Truth was, being in a group like this and having no one to call his own was lonelier than being by himself on the trail.

Hoke looked around the camp.

Michael Chessor and Duncan Schroeder were on guard duty, which was good.

Colonel Dotson, Jenkins, Tim Peters, and Mr. McConnelly—the latter still bruised and pistol-whipped—stood in a clump talking about the route and the next good water hole.

Jacob and a couple of other boys had sticks for guns and were sneaking up on targets. The Becketts’ wagon wheel must have been a skittish deer, because they were crouched low now, moving forward on their forearms, inching in for the kill.

Beckett’s head was out of a book for once as he and his wife talked to the Austelles.

Rudy and Faramond Schroeder had their older boys helping with the chickens. Sometimes at night the Schroeders put up a crude yard and let the hens wander and peck. The men were up fetching the hens out of the wagon, handing them down to the boys. Several dogs, including Rascal, watched nearby, hoping one would get away.

“Rascal!” called Hoke. “Come here.” Rascal looked at the chickens one last time, his mouth dripping with saliva, then came as commanded. Hoke rewarded him with a good head scratching.
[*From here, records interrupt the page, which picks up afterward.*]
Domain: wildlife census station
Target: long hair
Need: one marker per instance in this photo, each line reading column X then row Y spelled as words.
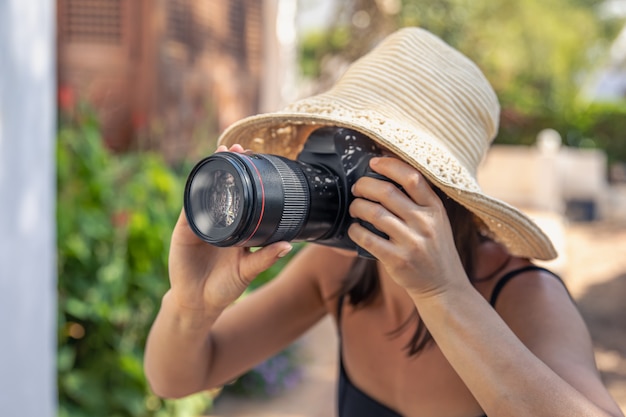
column 362, row 283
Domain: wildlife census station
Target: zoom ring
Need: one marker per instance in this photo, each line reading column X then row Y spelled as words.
column 296, row 204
“Sit down.” Rascal sat next to him on the grass and put his head on his paws, his eyes darting back and forth between Hoke and the chickens several yards away.

“I don’t know what you did to him to make him your dog,” said Abigail.

“He’s just smart, aren’t you, boy?” Rascal sniffed up at Hoke, and Hoke laughed. “I guess he thinks I’m a dog. I probably smell like one.”

Rascal licked his hand and Hoke massaged his ears absentmindedly. He felt better with animals than with people. Animals were simpler: just take care of them and they’ll take care of you. Wasn’t he forever telling James that?

Abigail smiled, running another stitch through the pleats she’d finally folded to suit her. She nodded toward the camp. “Is this more togetherness than you’re used to?”

“Yes, it is. Always something to be done, sunup to sundown. It is a temptation just to ride off and leave it some days.”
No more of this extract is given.